Aroxybutynin and Atomoxetine Show Promise for Sleep Apnea Relief
Combination therapy involving arozybutynin and atomoxetine (known as AD109) has demonstrated significant improvements in patients with obstructive sleep apnea (OSA) during a recent phase 3 clinical trial. The results were presented at the American College of Chest Physicians (CHEST) 2025 Annual Meeting held in Chicago, IL. Findings from the SynAIRgy trial indicate that this dual treatment could offer substantial benefits for a growing number of patients suffering from OSA.
The 26-week trial assessed the effects of AD109 on the apnea-hypopnea index (AHI) scores, a critical measure of the severity of sleep apnea. The study involved a total of 639 participants, who were randomized to receive either AD109 or a placebo. Eligible patients included those who were intolerant to or refused positive airway pressure (PAP) therapy, had a baseline AHI of ≥5, a PROMIS-Fatigue score indicating significant fatigue-related limitations, and specific body mass index (BMI) criteria.

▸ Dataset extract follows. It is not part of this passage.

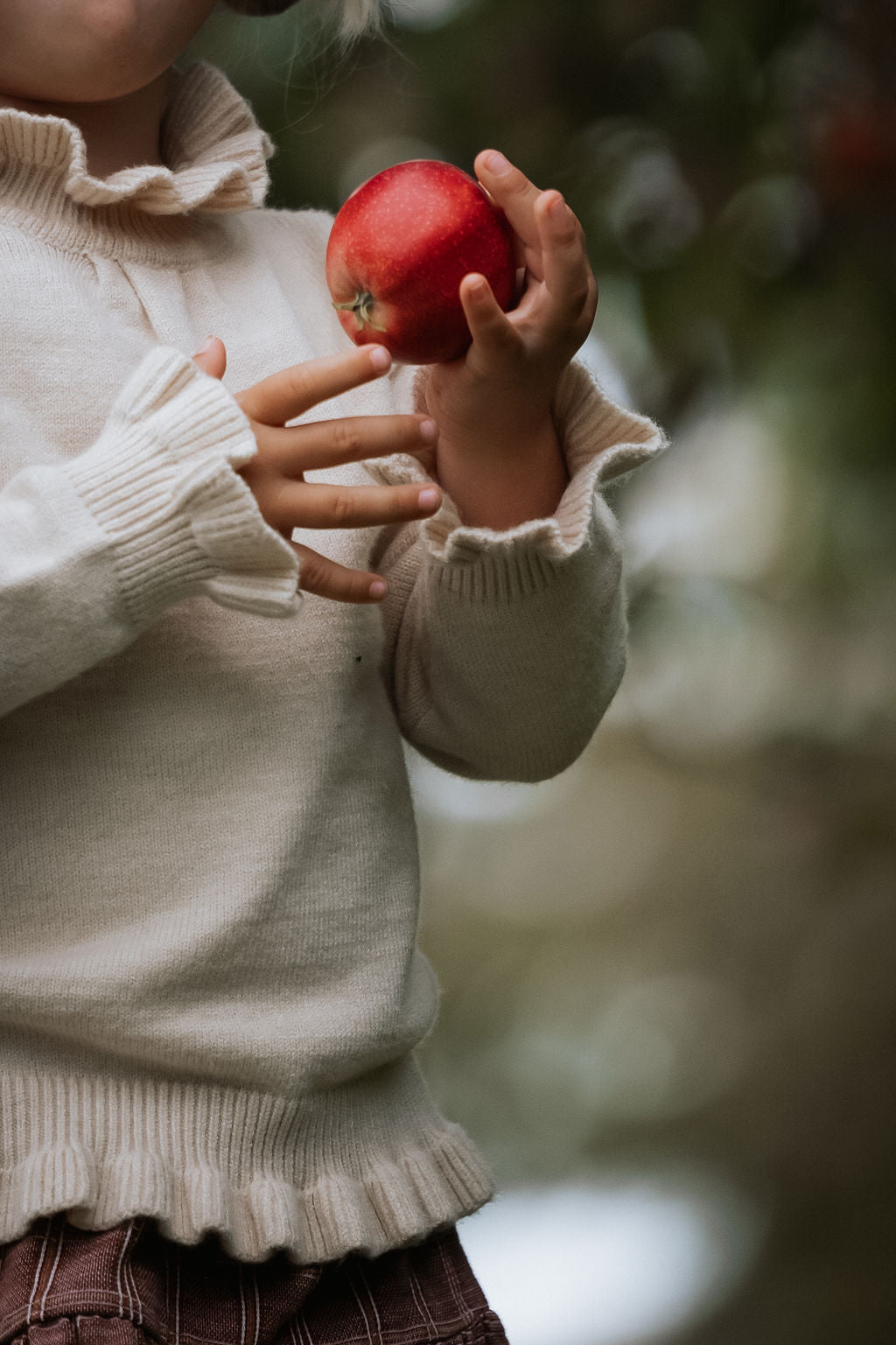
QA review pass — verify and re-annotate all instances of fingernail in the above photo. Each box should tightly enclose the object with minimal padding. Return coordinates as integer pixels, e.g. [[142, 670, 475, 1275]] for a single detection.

Investigator Patrick J. Strollo, MD, who is a professor of medicine at the University of Pittsburgh, led the study. The results revealed that participants receiving AD109 experienced a notable reduction in AHI scores. In the modified intention-to-treat (mITT) cohort, the AHI decreased from a median of 19.3 events per hour at baseline to 10.6 by week 26 among those taking AD109. In contrast, the placebo group showed minimal change, starting at 19.2 and only reducing to 18.0.

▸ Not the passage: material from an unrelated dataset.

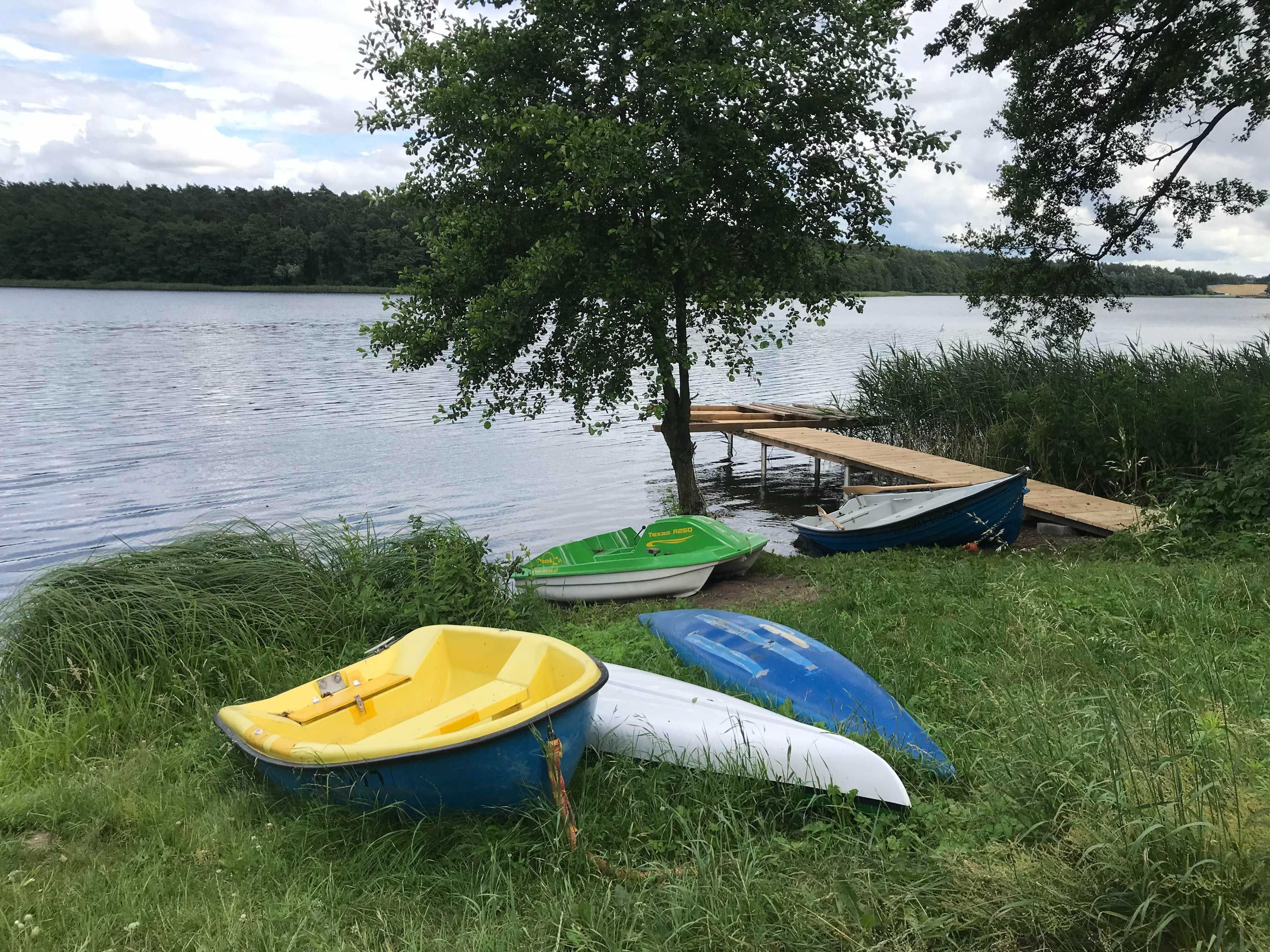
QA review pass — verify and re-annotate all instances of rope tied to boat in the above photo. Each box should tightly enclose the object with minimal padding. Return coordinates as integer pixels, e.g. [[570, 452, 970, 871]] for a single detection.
[[547, 727, 696, 882]]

The trial showed a 55.6% improvement in AHI for the AD109 group compared to the placebo, with statistical significance (P < .0001). Furthermore, the intention-to-treat (ITT) analysis demonstrated that the treatment group had a significant AHI reduction of -3.3 versus a slight increase of 0.7 in the placebo group (P = .001). In addition to the primary efficacy endpoint, researchers noted significant improvements in secondary endpoints, including the oxygen desaturation index (ODI) and relative changes in hypoxic burden. Participants receiving AD109 also reported substantial reductions in fatigue and sleep impairment scores. While the treatment showed promise, adverse events were reported by 71.4% of participants in the AD109 group, compared to 47.3% in the placebo group. The most frequently reported side effects included dry mouth, insomnia, nausea, urinary hesitation, constipation, and somnolence, each affecting more than 5% of participants. Importantly, no serious treatment-related adverse events were recorded. Strollo and his colleagues concluded, “AD109 led to clinically meaningful and statistically significant improvement in AHI compared to placebo. Overall, AD109 was well-tolerated. This phase 3 trial demonstrates that AD109 provides therapeutic benefit for participants with mild-to-severe OSA across a range of weight classes.” The findings support Apnimed’s plan to submit a New Drug Application (NDA) to the U.S. Food and Drug Administration (FDA) for the combination drug in early 2026. As the prevalence of obstructive sleep apnea continues to rise, the potential for AD109 to enhance treatment options is timely and significant for both patients and healthcare providers.